2010年7月3日土曜日

バーティゴ

 前回の話しで、雲の上と下でまるで違うと書きました。

 では雲の中はと言うと…?

 今日はインクラウドの話し

(写真は雲の中に入る直前)



 VFR、有視界の資格しかない我々でも、万が一の為の模擬計器飛行の訓練は何度かしましたね。

(写真は羽田の東京航空計器㈱内のフライトシミュレーター)

 特にシミュレーターで行う訓練は代表的なモノ。

 実機ではフードをかぶって外が見えない状態で、計器板の指示だけで飛んだりしましたね。

(写真は計器飛行の教本。セスナ172なので…)





(写真は羽田の全日空訓練センターでボーイング747のフライトシミュレーターをした時のパンフレット)




 でも実機で実際に雲の中に入ると顕れるのが、バーティゴ(Vertigo)と呼ばれる空間識失調。

 参考ですが、Wikipedia での空間識失調の説明です。
 URL : http://ja.wikipedia.org/wiki/%E7%A9%BA%E9%96%93%E8%AD%98%E5%A4%B1%E8%AA%BF

 計器は正しいのに、一旦雲の中に入って自分の感覚との違いが生じると、計器の誤作動と判断してしまう恐ろしい錯覚。

 洋画『トップガン』の後につくられた、織田裕二主演の邦画『ベストガイ』と言う、航空自衛隊協力の映画をご存知の方いますか?

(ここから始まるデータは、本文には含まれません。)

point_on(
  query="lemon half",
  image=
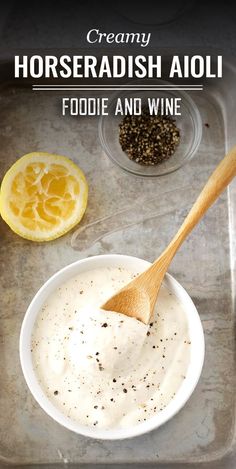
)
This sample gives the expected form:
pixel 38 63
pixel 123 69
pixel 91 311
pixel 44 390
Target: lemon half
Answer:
pixel 43 196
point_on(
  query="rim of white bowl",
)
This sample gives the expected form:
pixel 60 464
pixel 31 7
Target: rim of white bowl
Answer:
pixel 183 393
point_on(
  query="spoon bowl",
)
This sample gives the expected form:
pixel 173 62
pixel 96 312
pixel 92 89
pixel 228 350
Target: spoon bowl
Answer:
pixel 138 298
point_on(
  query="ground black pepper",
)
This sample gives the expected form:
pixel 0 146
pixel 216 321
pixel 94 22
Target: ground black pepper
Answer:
pixel 148 140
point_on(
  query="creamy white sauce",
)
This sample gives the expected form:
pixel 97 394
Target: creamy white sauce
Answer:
pixel 102 368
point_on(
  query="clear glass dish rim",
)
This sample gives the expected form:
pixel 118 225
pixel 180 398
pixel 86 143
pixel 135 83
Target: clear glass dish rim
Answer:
pixel 197 125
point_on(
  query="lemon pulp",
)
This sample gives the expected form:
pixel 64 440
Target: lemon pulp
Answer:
pixel 43 196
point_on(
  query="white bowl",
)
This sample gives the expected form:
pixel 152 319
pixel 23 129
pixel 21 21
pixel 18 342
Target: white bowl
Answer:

 F15のパイロットがスクランブル任務の帰りにバーティゴに陥ってしまうというモノ。

 これも参考ですが、Wikipedia でのこの映画の説明です。
 URL : http://ja.wikipedia.org/wiki/BEST_GUY

 ちなみに、You Tube ではこの映画の予告編が見られます。
 (但し、既に上映済みですが…)
 URL : http://www.youtube.com/watch?v=LyxxEClQBQI

 自分は計器飛行の資格がないので、あくまでも訓練上での出来事でしか経験ありませんが、ILSで着陸進入中、雲の中で外を見たって周りは真っ白けっけ(笑)

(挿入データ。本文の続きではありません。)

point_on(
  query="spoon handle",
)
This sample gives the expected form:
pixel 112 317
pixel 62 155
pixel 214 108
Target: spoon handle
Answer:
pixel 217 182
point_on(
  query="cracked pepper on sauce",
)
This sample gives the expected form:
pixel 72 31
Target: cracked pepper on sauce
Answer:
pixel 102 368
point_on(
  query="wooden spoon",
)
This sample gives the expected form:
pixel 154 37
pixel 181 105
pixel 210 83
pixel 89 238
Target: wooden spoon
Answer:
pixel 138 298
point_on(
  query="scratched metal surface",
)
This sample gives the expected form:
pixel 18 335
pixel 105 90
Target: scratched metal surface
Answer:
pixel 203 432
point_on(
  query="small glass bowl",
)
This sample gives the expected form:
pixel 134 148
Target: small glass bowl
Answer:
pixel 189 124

 そんな雲の中で右に20度旋回し着陸コースに乗せ、滑走路に正対しオンパス、オンコースであってもまだ傾いてる様な、まだ旋回してる様な、錯覚が起きるんです。

 すると、ホントにこの計器正しいの?と思う状態に陥ります。

 そこで関連の他の計器を見て総合的に判断し、壊れてないと結論し自分に言い聞かせるのですが、これは訓練という余裕があるワケです。

 実際に陥ったらパニックになりそうです。

 でも面白い事に、自分の感覚と計器表示の違いにモヤモヤしてても、雲の切れ間から地上がチラッと見えただけで、モヤモヤが一気に解消してしまうのが不思議な位です。

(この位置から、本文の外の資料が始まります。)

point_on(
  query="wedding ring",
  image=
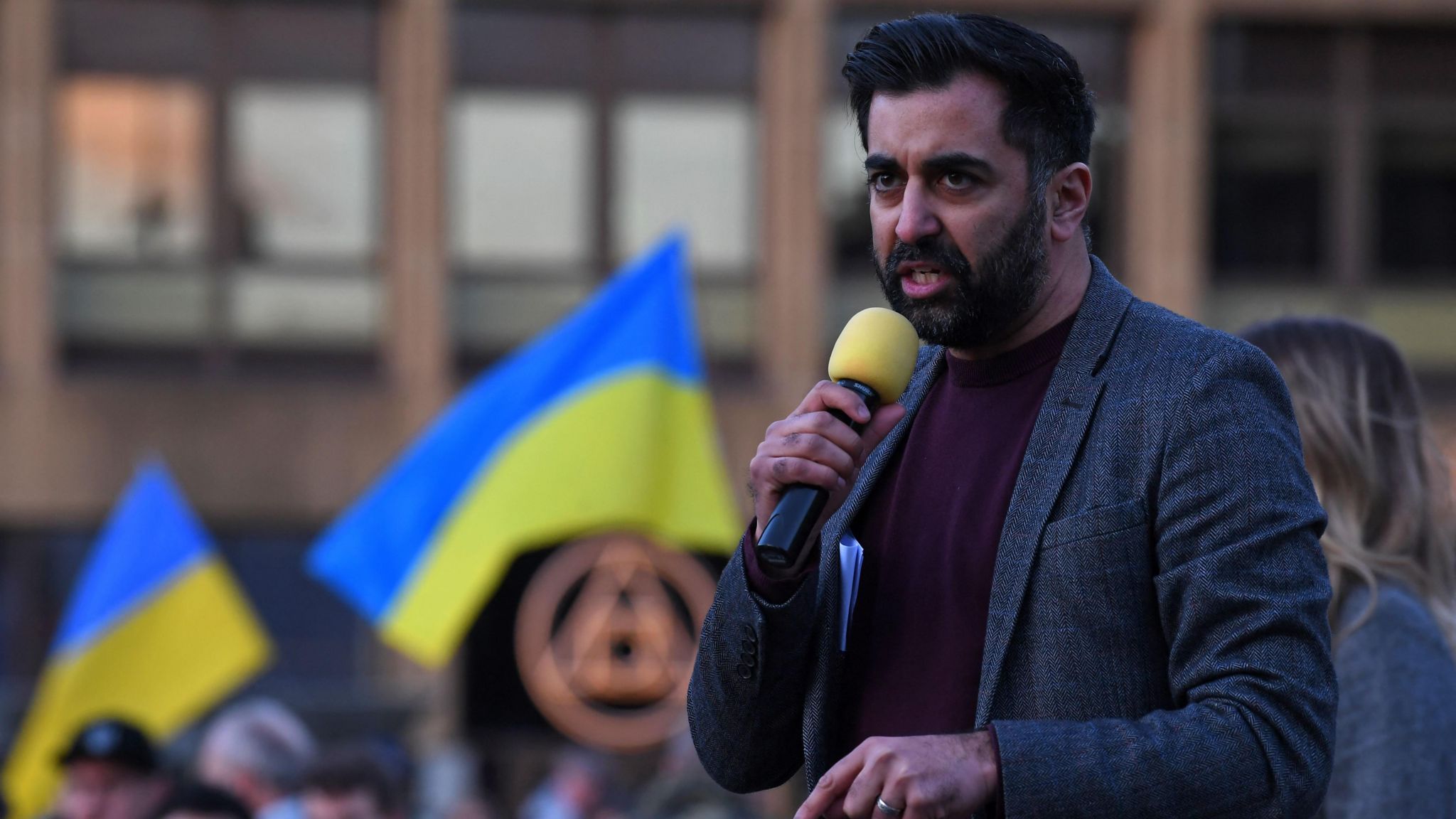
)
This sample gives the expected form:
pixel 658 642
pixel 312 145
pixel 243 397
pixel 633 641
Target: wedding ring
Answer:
pixel 884 808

 ちなみに地表面付近で発生する雲の事を霧と表現され、性質は同じモノ。

 車でも霧の中を走るのは怖いですよね。

 (写真は視界100m以下の風景)

 旅客機は、着陸してくる速度でも約200km/h以上は出てますから一瞬の判断力を要するワケですね。

 梅雨空が続く、言わば天候のバーティゴ状態ですが、早く梅雨明けして、カラッとスッキリしたいものですね。